I'd like to get a good tone for some epic djenting on my 8! The kinda sound I'm aiming for is something like Meshuggah on the Catch 33 album (the tone from obZen is great too).

Here's the equipment I use for recording:
Agile Intrepid 828
Line 6 TonePort UX2 (with POD Farm and Metal Shop add-on)
Reaper

Any suggestions?
Thanks in advance!


----------



## Tree (Nov 23, 2010)

Download the Bulb patch and tweak dat shit


----------



## Larcher (Nov 24, 2010)

^This.


I use it for my songs and it sounds Djentastic


edit: Thought I'd help a fellow Ottawa citizen out 

here is the link to the patch:

http://line6.com/customtone/tone/197454/



edit2: here is one of my songs, just so you can hear what comes out of it. http://soundclick.com/share.cfm?id=9902665

I tweaked it a bit with Izotope, but it's essentially almost the same sound


----------



## jbab (Nov 26, 2010)

It is indeed very Djentastic!
Thank you gentlemen!

@Larcher: My profile lies, I'm actually from Gatineau, but that's pretty close . And great song btw!


----------



## xfilth (Nov 26, 2010)

Am I the only one who isn't very impressed with the bulb patch??

EDIT: Maybe I just haven't heard enough good stuff with it. If anyone got some awesome grooves with it, I'd love to hear


----------



## Larcher (Nov 26, 2010)

jbab said:


> It is indeed very Djentastic!
> Thank you gentlemen!
> 
> @Larcher: My profile lies, I'm actually from Gatineau, but that's pretty close . And great song btw!



Moi aussi


----------



## jbab (Nov 28, 2010)

Larcher said:


> Moi aussi



Oh yeah Outaouais power!
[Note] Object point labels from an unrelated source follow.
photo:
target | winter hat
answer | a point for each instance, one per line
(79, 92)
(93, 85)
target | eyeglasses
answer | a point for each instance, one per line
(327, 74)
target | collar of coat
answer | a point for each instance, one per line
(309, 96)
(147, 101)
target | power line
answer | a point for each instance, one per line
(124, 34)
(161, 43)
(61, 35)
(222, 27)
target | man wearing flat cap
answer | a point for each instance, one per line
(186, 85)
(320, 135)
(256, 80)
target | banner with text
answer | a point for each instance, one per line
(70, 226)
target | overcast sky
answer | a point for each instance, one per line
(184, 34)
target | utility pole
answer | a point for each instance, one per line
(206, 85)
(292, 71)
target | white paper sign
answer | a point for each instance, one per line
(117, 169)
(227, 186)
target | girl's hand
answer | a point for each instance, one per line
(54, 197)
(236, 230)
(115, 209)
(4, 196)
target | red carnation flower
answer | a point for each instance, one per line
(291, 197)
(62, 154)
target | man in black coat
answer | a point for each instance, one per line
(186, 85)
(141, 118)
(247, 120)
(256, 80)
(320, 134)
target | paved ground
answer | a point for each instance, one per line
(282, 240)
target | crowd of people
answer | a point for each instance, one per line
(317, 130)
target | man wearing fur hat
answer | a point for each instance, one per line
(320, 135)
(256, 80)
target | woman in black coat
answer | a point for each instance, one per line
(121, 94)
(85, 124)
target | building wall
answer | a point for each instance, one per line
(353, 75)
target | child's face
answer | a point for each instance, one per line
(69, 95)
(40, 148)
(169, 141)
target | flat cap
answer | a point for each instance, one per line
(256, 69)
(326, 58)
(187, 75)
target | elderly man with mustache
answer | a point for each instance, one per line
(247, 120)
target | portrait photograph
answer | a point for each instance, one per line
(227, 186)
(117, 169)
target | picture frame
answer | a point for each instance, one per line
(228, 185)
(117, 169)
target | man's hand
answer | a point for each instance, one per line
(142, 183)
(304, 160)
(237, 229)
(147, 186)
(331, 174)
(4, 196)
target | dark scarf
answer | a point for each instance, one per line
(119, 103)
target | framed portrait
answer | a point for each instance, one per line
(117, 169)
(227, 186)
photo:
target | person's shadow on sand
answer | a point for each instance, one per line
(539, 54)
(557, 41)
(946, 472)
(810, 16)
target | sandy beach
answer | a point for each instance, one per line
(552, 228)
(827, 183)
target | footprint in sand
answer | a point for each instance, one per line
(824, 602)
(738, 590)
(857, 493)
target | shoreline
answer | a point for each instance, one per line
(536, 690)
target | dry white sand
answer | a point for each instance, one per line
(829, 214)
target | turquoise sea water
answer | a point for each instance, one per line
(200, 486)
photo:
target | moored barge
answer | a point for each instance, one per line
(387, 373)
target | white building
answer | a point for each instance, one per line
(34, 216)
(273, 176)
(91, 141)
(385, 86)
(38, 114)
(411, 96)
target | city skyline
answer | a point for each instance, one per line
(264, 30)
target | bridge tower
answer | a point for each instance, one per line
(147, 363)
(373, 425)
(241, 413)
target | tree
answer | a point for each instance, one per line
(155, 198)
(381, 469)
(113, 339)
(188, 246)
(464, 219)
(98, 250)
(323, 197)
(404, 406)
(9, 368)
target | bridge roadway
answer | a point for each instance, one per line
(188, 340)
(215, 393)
On se fait lutter pis on toot dla horn!!


----------



## Prydogga (Nov 29, 2010)

I find just using a good compressor and some EQ makes the Bulb patch sound pretty darn good.


----------



## Kripa (Nov 29, 2010)

i didnt like bulb's patch... honestly, i dont think he used that patch on his recordings... 

ok, here is a tone i just made in my pod farm, used the soldano solo 100 amp model as i dnt have the metal shop for my pod farm (though i have it in my pod xt live)... sounds nice after double-tracking

http://line6.com/customtone/tone/208808/


----------



## Prydogga (Nov 29, 2010)

Kripa said:


> i didnt like bulb's patch... honestly, i dont think he used that patch on his recordings...
> 
> ok, here is a tone i just made in my pod farm, used the soldano solo 100 amp model as i dnt have the metal shop for my pod farm (though i have it in my pod xt live)... sounds nice after double-tracking
> 
> Line 6 :: Custom Tone



Well this is all Bulb patch, and you can hear the tonal similarity to Totla and Zyglrox... http://www.sevenstring.org/forum/re...lbum-new-drum-mix-and-bass-tone-pod-dfhs.html


----------



## Larcher (Nov 29, 2010)

Kripa said:


> i didnt like bulb's patch... honestly, i dont think he used that patch on his recordings...
> 
> ok, here is a tone i just made in my pod farm, used the soldano solo 100 amp model as i dnt have the metal shop for my pod farm (though i have it in my pod xt live)... sounds nice after double-tracking
> 
> Line 6 :: Custom Tone



you should make one for gear box :/

Since I have the X3 I can't use pod farm apparently, unless I use it as an FX in my track chain -.-

so yeah.


----------



## Prydogga (Nov 29, 2010)

Why not just use it as an FX in the track chain? That's what I do.


----------



## Larcher (Nov 29, 2010)

yeah, I just tried that, and meh, I think I prefer the bulb patch still


----------



## Prydogga (Nov 29, 2010)

I just use the same effects that's in the Bulb patch just in POD farm. Works fine.


----------



## AlucardXIX (Nov 29, 2010)

Big Bottom amp, V-30 cab, 57 on axis mic, Boost+EQ stomp, 4 band EQ

Set the mid freq knob(not the normal mids knob) on the boost+eq to about 50-60%. Give yourself a healthy amount of mids on the amp EQ. On the 4 band EQ boost anywhere between 200 and 240hz, and then give yourself a nice boost(6db or so, maybe less) around 800hz. Keep gain kind of low on the amp, don't go over about 60%.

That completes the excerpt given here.